Polanie, Polanie (1968, Polskie Nagrania Muza)

L’émergence du rock à travers le monde est un sujet passionnant et complexe. Nous évoquions le cas de l’Amérique du Sud dans notre texte sur Los Shain’s et Los Yetis, la situation dans le Bloc de l’Est est peut être encore plus particulière. L’excellent groupe Polanie de Łódź (troisième plus grande ville de Pologne) en offre d’ailleurs un excellent aperçu. Les autorités officielles socialistes ont toujours eu un rapport pour le moins compliqué avec les musiques occidentales et particulièrement américaines. Le jazz a fini par être accepté de par ses origines noires et prolétaires ; le rock bénéficia aussi, dans une certaine mesure, de cette brèche offerte par la Déstalinisation.
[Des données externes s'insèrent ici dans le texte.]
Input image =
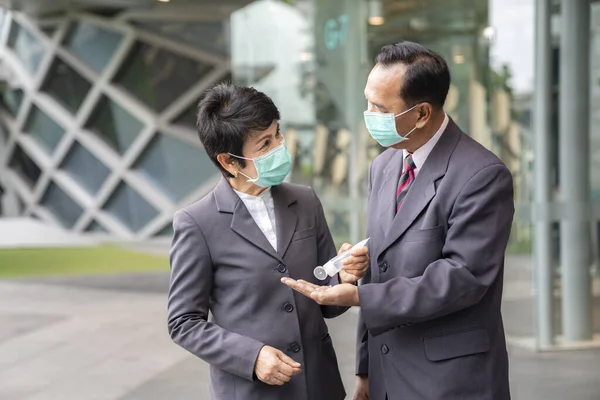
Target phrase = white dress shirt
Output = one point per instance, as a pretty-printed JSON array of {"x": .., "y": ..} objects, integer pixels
[
  {"x": 421, "y": 154},
  {"x": 262, "y": 210}
]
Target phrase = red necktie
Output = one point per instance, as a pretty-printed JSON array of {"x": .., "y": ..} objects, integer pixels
[{"x": 406, "y": 180}]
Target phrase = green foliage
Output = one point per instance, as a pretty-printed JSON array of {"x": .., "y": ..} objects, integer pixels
[{"x": 73, "y": 261}]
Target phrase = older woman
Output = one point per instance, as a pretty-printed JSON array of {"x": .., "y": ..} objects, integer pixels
[{"x": 232, "y": 248}]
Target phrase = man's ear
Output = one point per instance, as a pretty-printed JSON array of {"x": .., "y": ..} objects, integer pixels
[
  {"x": 229, "y": 163},
  {"x": 425, "y": 110}
]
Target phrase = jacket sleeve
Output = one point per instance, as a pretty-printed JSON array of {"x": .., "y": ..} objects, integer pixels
[
  {"x": 326, "y": 251},
  {"x": 478, "y": 230},
  {"x": 188, "y": 305},
  {"x": 362, "y": 334}
]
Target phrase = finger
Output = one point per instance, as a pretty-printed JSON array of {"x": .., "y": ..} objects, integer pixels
[
  {"x": 361, "y": 251},
  {"x": 356, "y": 261},
  {"x": 282, "y": 377},
  {"x": 303, "y": 287},
  {"x": 288, "y": 360},
  {"x": 323, "y": 297},
  {"x": 344, "y": 247},
  {"x": 274, "y": 381},
  {"x": 285, "y": 369}
]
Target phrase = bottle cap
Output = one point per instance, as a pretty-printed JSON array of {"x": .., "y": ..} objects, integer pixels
[{"x": 320, "y": 273}]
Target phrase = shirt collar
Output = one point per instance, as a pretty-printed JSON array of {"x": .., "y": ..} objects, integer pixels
[
  {"x": 265, "y": 195},
  {"x": 421, "y": 154}
]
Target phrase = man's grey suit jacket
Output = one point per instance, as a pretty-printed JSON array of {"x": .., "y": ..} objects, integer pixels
[
  {"x": 221, "y": 262},
  {"x": 430, "y": 324}
]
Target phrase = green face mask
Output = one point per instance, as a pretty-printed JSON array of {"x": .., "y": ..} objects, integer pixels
[{"x": 272, "y": 167}]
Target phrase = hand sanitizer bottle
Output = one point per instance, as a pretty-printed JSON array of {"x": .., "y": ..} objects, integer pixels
[{"x": 334, "y": 265}]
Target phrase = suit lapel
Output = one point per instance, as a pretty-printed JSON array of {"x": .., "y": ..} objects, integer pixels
[
  {"x": 242, "y": 222},
  {"x": 387, "y": 192},
  {"x": 285, "y": 216},
  {"x": 424, "y": 187}
]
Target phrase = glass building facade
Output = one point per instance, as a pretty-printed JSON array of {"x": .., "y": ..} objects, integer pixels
[{"x": 97, "y": 128}]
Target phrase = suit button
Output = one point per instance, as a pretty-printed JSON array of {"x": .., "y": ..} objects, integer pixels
[{"x": 384, "y": 267}]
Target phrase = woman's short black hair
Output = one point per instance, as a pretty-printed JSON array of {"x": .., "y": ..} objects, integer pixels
[
  {"x": 427, "y": 78},
  {"x": 228, "y": 114}
]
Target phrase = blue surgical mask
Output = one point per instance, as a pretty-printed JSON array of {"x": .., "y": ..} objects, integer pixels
[
  {"x": 382, "y": 127},
  {"x": 272, "y": 167}
]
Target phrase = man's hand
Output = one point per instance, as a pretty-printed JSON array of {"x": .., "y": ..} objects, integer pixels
[
  {"x": 361, "y": 390},
  {"x": 356, "y": 266},
  {"x": 275, "y": 368},
  {"x": 344, "y": 294}
]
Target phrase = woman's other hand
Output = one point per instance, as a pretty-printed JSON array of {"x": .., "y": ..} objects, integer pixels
[
  {"x": 361, "y": 391},
  {"x": 275, "y": 368},
  {"x": 356, "y": 266}
]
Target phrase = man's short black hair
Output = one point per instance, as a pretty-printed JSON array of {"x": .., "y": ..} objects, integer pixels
[
  {"x": 228, "y": 114},
  {"x": 427, "y": 78}
]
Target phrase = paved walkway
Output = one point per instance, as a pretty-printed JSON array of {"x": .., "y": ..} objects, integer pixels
[{"x": 104, "y": 338}]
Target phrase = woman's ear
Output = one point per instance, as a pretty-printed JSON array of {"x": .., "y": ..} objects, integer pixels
[{"x": 228, "y": 163}]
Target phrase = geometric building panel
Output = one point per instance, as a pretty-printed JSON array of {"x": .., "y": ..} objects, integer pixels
[
  {"x": 25, "y": 167},
  {"x": 91, "y": 44},
  {"x": 65, "y": 209},
  {"x": 157, "y": 76},
  {"x": 209, "y": 35},
  {"x": 66, "y": 85},
  {"x": 130, "y": 208},
  {"x": 114, "y": 125},
  {"x": 145, "y": 158},
  {"x": 26, "y": 47},
  {"x": 85, "y": 169},
  {"x": 11, "y": 100},
  {"x": 43, "y": 129},
  {"x": 95, "y": 227},
  {"x": 174, "y": 166}
]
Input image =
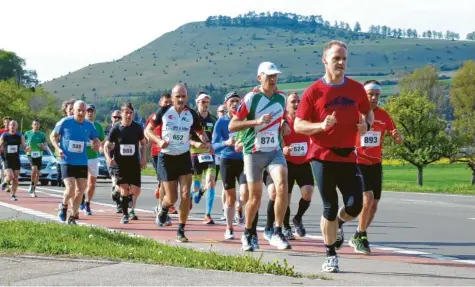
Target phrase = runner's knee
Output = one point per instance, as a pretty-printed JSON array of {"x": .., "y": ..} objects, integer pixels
[
  {"x": 354, "y": 205},
  {"x": 330, "y": 210},
  {"x": 374, "y": 206}
]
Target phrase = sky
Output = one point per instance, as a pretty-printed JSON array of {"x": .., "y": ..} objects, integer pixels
[{"x": 60, "y": 36}]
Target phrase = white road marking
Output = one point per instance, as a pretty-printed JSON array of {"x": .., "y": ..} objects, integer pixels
[{"x": 316, "y": 237}]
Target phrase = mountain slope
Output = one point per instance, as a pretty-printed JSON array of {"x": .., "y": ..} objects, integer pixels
[{"x": 224, "y": 56}]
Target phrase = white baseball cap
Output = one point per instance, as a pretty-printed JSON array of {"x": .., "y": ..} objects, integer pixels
[
  {"x": 201, "y": 97},
  {"x": 268, "y": 68}
]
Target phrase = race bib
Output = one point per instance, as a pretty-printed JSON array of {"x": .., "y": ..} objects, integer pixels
[
  {"x": 35, "y": 154},
  {"x": 266, "y": 140},
  {"x": 371, "y": 139},
  {"x": 76, "y": 146},
  {"x": 127, "y": 149},
  {"x": 205, "y": 157},
  {"x": 178, "y": 138},
  {"x": 298, "y": 149},
  {"x": 12, "y": 149}
]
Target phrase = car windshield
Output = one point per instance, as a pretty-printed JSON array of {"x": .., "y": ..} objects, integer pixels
[{"x": 46, "y": 152}]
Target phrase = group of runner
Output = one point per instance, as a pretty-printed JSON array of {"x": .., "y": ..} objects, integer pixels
[{"x": 330, "y": 137}]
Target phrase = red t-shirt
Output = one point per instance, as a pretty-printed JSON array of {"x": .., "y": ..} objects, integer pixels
[
  {"x": 299, "y": 145},
  {"x": 347, "y": 100},
  {"x": 369, "y": 148},
  {"x": 155, "y": 149}
]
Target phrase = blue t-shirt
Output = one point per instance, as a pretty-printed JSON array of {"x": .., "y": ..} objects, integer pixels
[
  {"x": 74, "y": 139},
  {"x": 220, "y": 135}
]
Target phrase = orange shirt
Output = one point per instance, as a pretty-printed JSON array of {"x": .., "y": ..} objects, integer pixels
[{"x": 369, "y": 148}]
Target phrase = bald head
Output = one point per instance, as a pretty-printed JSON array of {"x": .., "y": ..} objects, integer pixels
[
  {"x": 179, "y": 97},
  {"x": 179, "y": 89},
  {"x": 79, "y": 111}
]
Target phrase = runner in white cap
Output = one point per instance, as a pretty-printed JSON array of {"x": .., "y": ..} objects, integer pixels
[{"x": 260, "y": 116}]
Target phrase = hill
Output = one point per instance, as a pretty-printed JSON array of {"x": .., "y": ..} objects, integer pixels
[{"x": 228, "y": 56}]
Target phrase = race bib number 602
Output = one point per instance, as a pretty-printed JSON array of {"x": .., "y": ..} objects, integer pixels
[
  {"x": 76, "y": 146},
  {"x": 127, "y": 149}
]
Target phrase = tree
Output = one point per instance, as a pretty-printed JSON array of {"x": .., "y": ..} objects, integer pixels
[
  {"x": 13, "y": 67},
  {"x": 425, "y": 140},
  {"x": 426, "y": 81},
  {"x": 462, "y": 98},
  {"x": 147, "y": 109}
]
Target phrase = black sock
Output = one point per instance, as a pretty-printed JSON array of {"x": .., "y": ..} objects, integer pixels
[
  {"x": 254, "y": 224},
  {"x": 340, "y": 223},
  {"x": 303, "y": 206},
  {"x": 125, "y": 205},
  {"x": 181, "y": 227},
  {"x": 247, "y": 232},
  {"x": 330, "y": 249},
  {"x": 287, "y": 218},
  {"x": 270, "y": 215}
]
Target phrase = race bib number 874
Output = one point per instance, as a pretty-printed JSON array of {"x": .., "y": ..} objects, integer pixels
[{"x": 266, "y": 139}]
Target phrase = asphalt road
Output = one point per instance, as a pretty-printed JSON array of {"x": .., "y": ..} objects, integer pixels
[{"x": 431, "y": 223}]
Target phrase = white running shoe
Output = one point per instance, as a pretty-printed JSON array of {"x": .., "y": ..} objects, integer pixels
[{"x": 331, "y": 264}]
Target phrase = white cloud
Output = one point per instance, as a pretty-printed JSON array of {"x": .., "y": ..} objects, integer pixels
[{"x": 56, "y": 37}]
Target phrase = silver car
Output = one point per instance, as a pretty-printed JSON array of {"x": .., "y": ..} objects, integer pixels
[{"x": 48, "y": 172}]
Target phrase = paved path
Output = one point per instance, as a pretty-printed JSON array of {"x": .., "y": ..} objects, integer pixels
[{"x": 420, "y": 239}]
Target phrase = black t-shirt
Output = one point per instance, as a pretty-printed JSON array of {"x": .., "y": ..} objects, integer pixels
[
  {"x": 126, "y": 140},
  {"x": 11, "y": 145}
]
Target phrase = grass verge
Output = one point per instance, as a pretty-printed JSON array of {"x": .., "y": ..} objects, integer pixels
[{"x": 80, "y": 241}]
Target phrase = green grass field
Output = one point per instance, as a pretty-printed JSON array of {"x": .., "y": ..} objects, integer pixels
[
  {"x": 443, "y": 178},
  {"x": 90, "y": 242}
]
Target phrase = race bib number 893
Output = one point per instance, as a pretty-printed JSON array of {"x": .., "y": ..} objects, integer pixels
[{"x": 371, "y": 139}]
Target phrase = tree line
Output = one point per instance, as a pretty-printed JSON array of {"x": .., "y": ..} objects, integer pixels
[
  {"x": 295, "y": 21},
  {"x": 437, "y": 121}
]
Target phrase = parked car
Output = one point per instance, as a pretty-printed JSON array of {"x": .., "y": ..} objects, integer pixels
[
  {"x": 103, "y": 170},
  {"x": 48, "y": 172}
]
Si le terme rock’n’roll fut banni, les Polonais, Tchécoslovaques et Hongrois purent en faire sous la bannière de bigbitLes pays d’Europe de l’Est offraient alors une marge de manœuvre et des libertés impensables en URSS.

Polanie
Polanie

Cela se traduisit dans la culture à travers des scènes musicales jeunes et vivantes. Les ados polonais pouvaient découvrir la musique américaine et européenne grâce aux ondes de longue portée de Radio Luxembourg. En Pologne, les pionniers du bigbit se nomment Czerwone-Gitary (les Guitares Rouges), Niebiesko-Czarni (Bleu-Noirs) et les Czerwono-Czarni (Rouges et Noirs). Apparu en 1965, Polanie font, quant à eux, le lien avec des groupes de la fin de la décennie tels qu’ABC ou Breakout. Ils se forment autour de Piotr Pulawski (chant, guitare), des frères Bernolak (Wieslaw à l’orgue et Zbigniew à la basse), de Wlodzimiers Wander (saxophone) et Andrzej Nebeski (batterie). L’actrice suédoise Bibi Andersson leur suggère leur nom, inspiré d’une tribu slave. Le groupe se spécialise dans le british beat et rhythm and blues, après une première partie pour The Animals. Après trois quarante-cinq tours, ils ont la possibilité d’enregistrer un premier LP en 1967. Paru un an plus tard, Polanie est leur unique réalisation. Un événement, tant il n’était pas évident pour les groupes de rock de sortir des disques. Les labels polonais (Pronit et Polskie Nagriana Muza) étaient, en effet, contrôlés par l’état. De ce fait, la radio offre souvent de plus nombreux témoignages des groupes que leurs propres discographies respectives !

Polanie construit l’album en deux parties. Dans un premier temps, ils offrent sept compositions originales, puis cinq reprises sur la face B. Ces covers sont honorables mais présentent un intérêt limité. Elles soulignent néanmoins les influences du groupe : The Capitols, The Lovin’ Spoonful, Ray Charles, les Kinks et bien sûr les Animals. Propulsés par une batterie franche et énergique, les titres originaux surprennent par leur qualité générale. Le groupe a acquis en quelques années un véritable savoir-faire qu’ils déploient fièrement dans leurs propres chansons. Bien enregistrées, elles débordent d’enthousiasme. Le polonais, loin d’être rédhibitoire, apporte une dimension supplémentaire à cette musique plutôt classique dans la forme. Le saxophone et l’orgue sont d’autres singularités du groupe. Ils enflamment la musique de Polanie. Parmi les grandes réussites citons, les nerveuses Długo Się Znamy et Nie Zawrócę ou encore la ballade bluesy Ciebie Wybrałem. Le groupe se sépare en avril 1968 mais Polanie demeure un des plus beaux témoignages des débuts du rock polonais. Dans un contexte difficile, le groupe a su imposer une musique d’inspiration occidentale, sans ignorer ses propres particularités et ainsi en offrir une interprétation toute personnelle.


L’unique album de Polanie est sorti en 1968 sur Polskie Nagrania Muza.